- No. I don't talk about the family. This is kind of an on-going thing that gets, honestly, to be kind of tiresome, only because, you know, you meet people in Boston and they say, 'Boy, what's it like to wake up with Jamie Lee Curtis?' Well, you know what? We've been married for 12 years, and we have kids, and it's not like we're living some bizarre life here. We go home and we wear sweatpants and the baby takes a dump and we change the diaper. I don't mean to put you off here, but I just tend not to talk about it.
- Comedy is like music. You have to know the key and you have to find players with good chops.
- People want me to be funny all the time. They think I'm being funny no matter what I say or do and that's not the case. I rarely joke unless I'm in front of a camera. It's not what I am in real life. It's what I do for a living.
- I spent more time in America, but I developed a very English sense of humour. I clicked into it deeply with Peter Sellers, who is still probably my favourite comedian. I loved The Goons and then I got into "Beyond the Fringe" and by accident I met Jonathan Miller and those guys. And, of course, they led straight to [Monty] Python.

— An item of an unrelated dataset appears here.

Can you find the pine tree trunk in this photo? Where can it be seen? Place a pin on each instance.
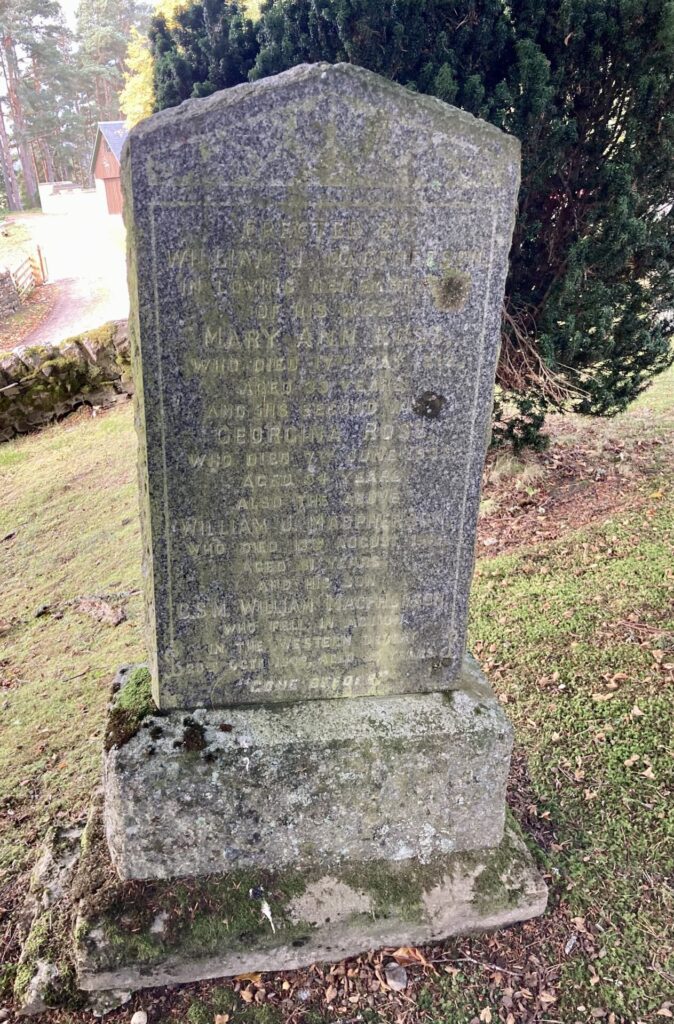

- "Silliness framed in intelligence. Even when it's stupid, you know intelligent people are doing it and that makes it a different joke. Stupid comedy over here [in America] is just plain stupid. It's moronic and I don't find it funny at all." - when asked to define the tradition of English humor.
- "It's real acting, in a sense. You're reacting spontaneously to things you've never heard before. You can either do it or not, and if you're with a bunch of people who can, there's nothing more fun." - on improvised acting.
- I liked directing The Big Picture (1989). I was happy with it, but I remembered working on "Spinal Tap" and what a joy it was to make and how much we made each other laugh.
- The movies have a way of seeping out there over time. We don't put them in 2,000 theaters. It wouldn't work that way.
- But I am interested in the notion that people can become so obsessed by their world that they lose sense and awareness of how they appear to other people. They're so earnest about it. But that's true of so many things.
- I don't work with high-concept things that start with a premise, "Wouldn't it be funny if there was this spy who met a ..." For me, it could be, "What about people who sell shoes? That must be a bizarre world ... when they meet at conventions and talk about shoes."
- On being banned (as a hereditary peer) from the House of Lords: There's no question that the old system was unfair. I mean, why should you be born to this? But now it's all just sheer cronyism. The Prime Minister can put in whoever he wants and bus them in to vote. The Upper House should be an elected body, it's that simple.
- [on people-watching and eavesdropping] I love airport lounges. Los Angeles is a bad place for me, because there's so little street life or public space. The good places are New York, London and Paris, where behavior is out in the open. Basically, my whole job is to look at people in public and watch the way they behave and listen to them talk.
- [on those few years he sat in the House of Lords] It wasn't the cartoon of old men with ear trumpets. Although yes, there was an old man with an ear trumpet. But it wasn't Downton Abbey and the Roller, none of that. Most of these people had no money. They didn't have the country houses. They were regular people who had regular jobs. They were well informed, and lending their expertise. And the speeches were amazing, so I'm glad that I went.
- People who are good at comic improvisation also tend to be musical; I don't know why, but the two talents often go together.
- In real life, people fumble their words. They repeat themselves and stare blankly off into space and don't listen properly to what other people are saying. I find that kind of speech fascinating but screenwriters never write dialogue like that because it doesn't look good on the page. It looks like they don't know how to write dialogue.